Options industry officials vow to make their voices heard in the debate over short-sale regulation.
Speaking at an industry conference in Florida earlier this month, options exchange executives said the drive to promulgate new short-sale regulations is misguided and unnecessary. They promised to make their cases in Washington and exhorted others in the industry, especially market makers, to do the same.
“This is the most important issue facing the options industry,” Bill Brodsky, chairman and chief executive officer of the Chicago Board Options Exchange, told journalists in Weston, Fla., at the annual Options Industry Conference. “We will be very active over the next few months in Washington in dealing with the short sale proposal.”
In April, the Securities and Exchange Commission put out a 273-page proposal outlining five possible short sale rules. The proposal comes in the wake of pressure from Congress to bring back the “uptick” rule that was rescinded by the SEC in 2007.
In general, exchange officials and market makers contend any rule is unnecessary and would be ineffective. They offer up the stock market crash of 2008 as evidence. “Where is the data that supports the concept?” Ben Londergan, co-CEO of options market maker Group One, asked Traders Magazine. “They put in outright bans [on short selling] last September. What did that accomplish? Financials did not fair all that much better than the rest of the marketplace.”
Indeed a study conducted by the SEC’s Office of Economic Analysis found that short selling played no role in the drop in prices prior to the short sale ban.
Other exchange officials echo Brodsky’s comments. They maintain the SEC’s proposal is driven by politics and not hard evidence. “I think it’s very important that everybody in this room come out in force and comment on the SEC’s proposal and not just sit back and wait for this to be resolved in Washington,” Gary Katz, president and CEO of the International Securities Exchange, told conference attendees. “It will not be resolved if we do not participate in the dialogue.” His comments drew applause.
Many in the options industry are particularly unhappy with the limited relief given to market makers in the proposal. Only one of the five proposals contains an exception for market makers. “There is nothing really specific for options market makers,” Brodsky said. “There is one passing reference in one proposal, but nothing of consequence.”
The five proposals include a revival of Rule 10a-1, or the uptick rule; a bid test rule; a circuit breaker combined with an uptick rule; a circuit breaker combined with a bid test rule; and a circuit breaker combined with an outright ban on short selling. Only the latter includes an exemption for market makers.
According to Elizabeth King, an associate director in the SEC’s Division of Trading & Markets, who has responsibility for options issues, the regulator did not include an exception for market makers in its price test proposals for two reasons. First, there was no exception in previous SEC short sale rules. Second, the SEC feared an exception might “undermine the goals of the proposed short sale price restrictions,” particularly if the rules “had the effect of helping prevent declines in securities prices and restore investor confidence.”
King was speaking at the OIC conference. She noted the SEC is open to a discussion of the issue of market maker exceptions.

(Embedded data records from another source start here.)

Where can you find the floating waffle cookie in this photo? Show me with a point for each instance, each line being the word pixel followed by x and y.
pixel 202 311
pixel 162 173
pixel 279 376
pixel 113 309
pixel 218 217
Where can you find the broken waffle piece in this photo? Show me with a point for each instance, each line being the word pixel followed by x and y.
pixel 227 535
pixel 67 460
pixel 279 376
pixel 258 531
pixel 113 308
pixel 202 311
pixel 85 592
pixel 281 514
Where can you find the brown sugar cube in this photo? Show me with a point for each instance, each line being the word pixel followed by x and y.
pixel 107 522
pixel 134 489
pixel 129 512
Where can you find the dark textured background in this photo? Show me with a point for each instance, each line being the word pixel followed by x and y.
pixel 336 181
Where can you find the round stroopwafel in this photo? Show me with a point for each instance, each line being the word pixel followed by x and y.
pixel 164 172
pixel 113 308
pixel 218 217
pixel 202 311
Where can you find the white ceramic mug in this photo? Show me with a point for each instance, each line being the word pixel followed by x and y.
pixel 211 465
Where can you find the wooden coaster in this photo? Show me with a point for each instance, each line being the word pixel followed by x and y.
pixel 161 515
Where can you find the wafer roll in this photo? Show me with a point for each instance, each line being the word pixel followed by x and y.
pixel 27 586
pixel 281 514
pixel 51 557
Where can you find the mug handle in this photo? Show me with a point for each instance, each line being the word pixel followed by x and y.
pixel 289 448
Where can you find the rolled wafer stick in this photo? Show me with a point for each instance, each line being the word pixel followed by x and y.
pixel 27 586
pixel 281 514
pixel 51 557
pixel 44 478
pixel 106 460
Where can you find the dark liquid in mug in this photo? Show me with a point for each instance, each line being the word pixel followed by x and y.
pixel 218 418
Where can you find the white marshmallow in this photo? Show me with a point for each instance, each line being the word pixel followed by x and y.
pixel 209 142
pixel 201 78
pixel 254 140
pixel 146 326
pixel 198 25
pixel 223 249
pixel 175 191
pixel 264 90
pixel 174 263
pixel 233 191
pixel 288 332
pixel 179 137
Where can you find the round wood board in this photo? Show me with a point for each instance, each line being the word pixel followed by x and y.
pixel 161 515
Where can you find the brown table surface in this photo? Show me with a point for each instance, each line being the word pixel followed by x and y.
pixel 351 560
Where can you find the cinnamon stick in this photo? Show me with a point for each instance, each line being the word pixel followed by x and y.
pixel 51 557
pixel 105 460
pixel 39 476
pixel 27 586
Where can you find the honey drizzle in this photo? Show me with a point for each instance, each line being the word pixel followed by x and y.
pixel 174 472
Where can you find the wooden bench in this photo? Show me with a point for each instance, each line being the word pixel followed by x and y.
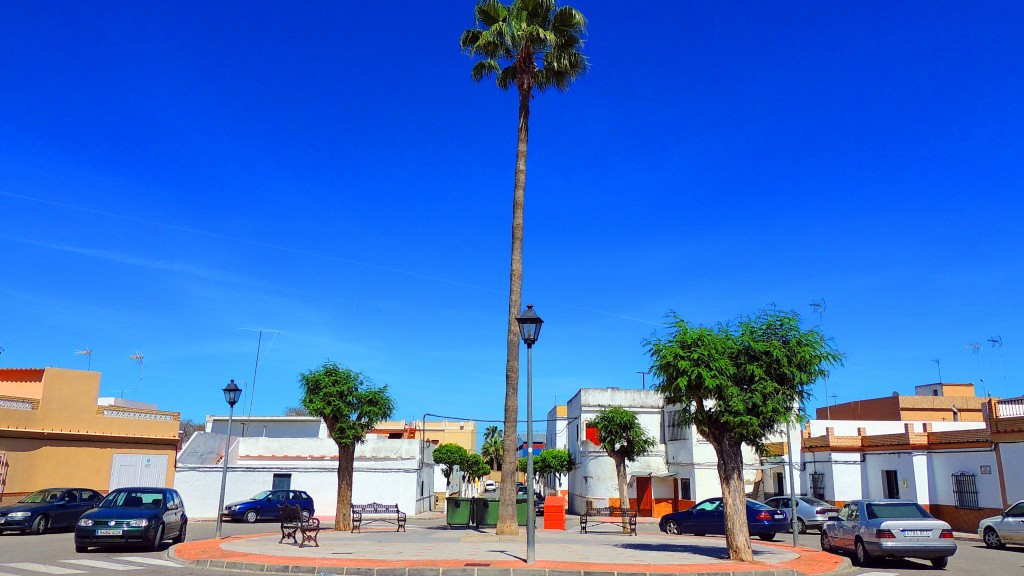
pixel 375 511
pixel 292 523
pixel 609 515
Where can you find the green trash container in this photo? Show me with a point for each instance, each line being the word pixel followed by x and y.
pixel 521 509
pixel 459 510
pixel 485 511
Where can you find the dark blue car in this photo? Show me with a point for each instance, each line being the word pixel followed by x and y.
pixel 709 518
pixel 264 505
pixel 50 507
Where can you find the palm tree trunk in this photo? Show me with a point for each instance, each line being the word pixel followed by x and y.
pixel 346 460
pixel 508 524
pixel 730 471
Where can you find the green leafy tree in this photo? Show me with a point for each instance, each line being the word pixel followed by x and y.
pixel 556 461
pixel 493 447
pixel 528 44
pixel 350 406
pixel 738 383
pixel 450 456
pixel 625 441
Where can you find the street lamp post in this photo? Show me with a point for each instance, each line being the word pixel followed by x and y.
pixel 231 395
pixel 529 330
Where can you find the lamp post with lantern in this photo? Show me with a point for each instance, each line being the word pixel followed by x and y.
pixel 231 395
pixel 529 330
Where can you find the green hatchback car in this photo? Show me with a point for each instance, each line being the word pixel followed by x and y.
pixel 143 517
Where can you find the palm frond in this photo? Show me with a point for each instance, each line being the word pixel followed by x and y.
pixel 484 68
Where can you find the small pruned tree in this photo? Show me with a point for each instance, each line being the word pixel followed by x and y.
pixel 450 456
pixel 738 383
pixel 350 406
pixel 625 441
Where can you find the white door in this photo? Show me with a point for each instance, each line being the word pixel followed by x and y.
pixel 138 469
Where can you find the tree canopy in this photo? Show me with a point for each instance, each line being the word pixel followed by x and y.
pixel 350 406
pixel 739 383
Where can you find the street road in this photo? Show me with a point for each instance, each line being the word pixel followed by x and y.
pixel 54 553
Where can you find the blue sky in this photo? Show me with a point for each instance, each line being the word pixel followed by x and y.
pixel 171 173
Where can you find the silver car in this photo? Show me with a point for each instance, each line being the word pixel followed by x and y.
pixel 811 512
pixel 1007 528
pixel 888 529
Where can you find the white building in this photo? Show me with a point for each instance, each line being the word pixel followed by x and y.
pixel 297 453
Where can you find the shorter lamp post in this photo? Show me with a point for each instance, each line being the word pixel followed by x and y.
pixel 529 330
pixel 231 395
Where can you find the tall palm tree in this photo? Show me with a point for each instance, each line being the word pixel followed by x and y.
pixel 527 44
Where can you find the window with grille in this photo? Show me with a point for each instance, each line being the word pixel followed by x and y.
pixel 673 429
pixel 965 491
pixel 818 485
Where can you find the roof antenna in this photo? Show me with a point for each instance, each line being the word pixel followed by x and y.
pixel 87 353
pixel 819 306
pixel 976 347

Brodsky told reporters SEC Commissioners “understand the important role of options market makers.” He added: “I don’t look at the absence of an exception as a sign they are not going to include one. We were told by the SEC they were purposely not putting it in. I think they are waiting for comments to come in.”

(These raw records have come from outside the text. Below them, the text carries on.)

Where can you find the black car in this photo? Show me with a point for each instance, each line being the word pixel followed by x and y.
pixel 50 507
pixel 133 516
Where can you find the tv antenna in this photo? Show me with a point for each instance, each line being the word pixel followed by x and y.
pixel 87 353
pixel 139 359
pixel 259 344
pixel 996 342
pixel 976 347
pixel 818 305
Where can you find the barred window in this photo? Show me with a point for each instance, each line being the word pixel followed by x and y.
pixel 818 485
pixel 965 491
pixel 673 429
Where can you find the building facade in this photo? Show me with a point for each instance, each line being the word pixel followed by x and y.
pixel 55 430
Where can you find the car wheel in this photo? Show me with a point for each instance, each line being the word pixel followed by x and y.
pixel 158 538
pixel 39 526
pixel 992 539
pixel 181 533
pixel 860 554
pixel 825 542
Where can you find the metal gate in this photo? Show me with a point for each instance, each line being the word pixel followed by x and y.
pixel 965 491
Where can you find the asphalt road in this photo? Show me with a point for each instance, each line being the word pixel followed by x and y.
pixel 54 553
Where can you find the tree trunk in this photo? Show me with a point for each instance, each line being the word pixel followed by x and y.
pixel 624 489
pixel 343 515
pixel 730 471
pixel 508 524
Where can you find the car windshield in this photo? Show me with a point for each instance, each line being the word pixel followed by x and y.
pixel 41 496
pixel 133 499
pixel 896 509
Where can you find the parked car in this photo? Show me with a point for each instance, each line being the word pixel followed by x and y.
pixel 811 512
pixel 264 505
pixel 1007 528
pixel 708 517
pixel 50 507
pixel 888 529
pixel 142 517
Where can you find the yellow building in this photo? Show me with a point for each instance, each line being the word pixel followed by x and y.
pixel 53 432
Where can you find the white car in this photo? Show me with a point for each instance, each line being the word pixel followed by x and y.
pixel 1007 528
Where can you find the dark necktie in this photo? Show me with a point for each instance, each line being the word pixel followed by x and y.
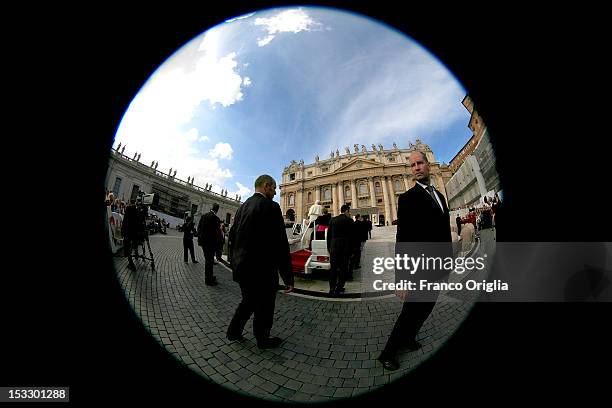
pixel 433 195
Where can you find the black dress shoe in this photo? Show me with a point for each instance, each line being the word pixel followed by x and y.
pixel 233 337
pixel 270 342
pixel 388 363
pixel 413 345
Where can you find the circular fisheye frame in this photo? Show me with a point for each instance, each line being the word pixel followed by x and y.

Brodsky noted there are hundreds of options series for which market makers are necessary. “The SEC demands that we offer markets in all these series,” Brodsky said. “So, if you are imposing obligations on market makers, you have to give them some flexibility.”
Many in the options and cash equities businesses expect the SEC to approve a circuit breaker tied to either a bid test rule or an outright ban. If a particular stock were to drop by, say, 10 percent, then traders could not short except on an upbid or would be preventing from shorting altogether for the rest of the day. Industry insiders also expect an exception for both cash equities and options market makers to accompany any rule.

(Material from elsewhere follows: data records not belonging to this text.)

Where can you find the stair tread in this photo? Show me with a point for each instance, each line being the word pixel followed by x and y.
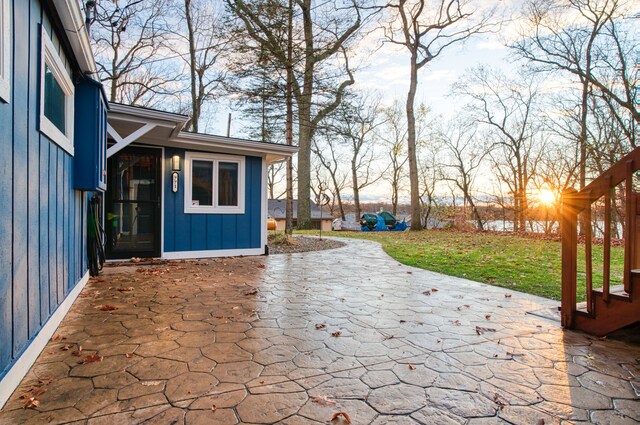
pixel 614 290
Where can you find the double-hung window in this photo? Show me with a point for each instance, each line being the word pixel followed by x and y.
pixel 56 96
pixel 5 51
pixel 214 184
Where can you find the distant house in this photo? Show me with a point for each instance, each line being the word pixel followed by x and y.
pixel 277 209
pixel 52 161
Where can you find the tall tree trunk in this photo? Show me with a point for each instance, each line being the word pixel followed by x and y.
pixel 416 215
pixel 195 109
pixel 356 190
pixel 289 202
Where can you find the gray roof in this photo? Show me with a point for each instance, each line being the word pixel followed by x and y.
pixel 277 208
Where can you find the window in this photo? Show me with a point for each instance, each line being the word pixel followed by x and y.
pixel 5 52
pixel 56 97
pixel 214 184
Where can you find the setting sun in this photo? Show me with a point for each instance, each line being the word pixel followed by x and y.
pixel 547 196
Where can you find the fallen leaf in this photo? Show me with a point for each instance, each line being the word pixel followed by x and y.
pixel 31 403
pixel 92 358
pixel 151 383
pixel 323 401
pixel 106 307
pixel 480 330
pixel 343 414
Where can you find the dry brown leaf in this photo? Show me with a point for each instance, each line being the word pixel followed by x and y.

Tom Gira, an executive vice president at the Financial Industry Regulatory Authority, is betting on a circuit breaker plus a ban and a market maker exception. “If you do have that kind of ban,” Gira said on an OIC panel, “it would be really hard to operate without a market maker exemption. So, I think that is why they put it in there.”
Market maker Londergan agreed. “There is no way you will make markets if you are banned from short selling,” he told Traders Magazine.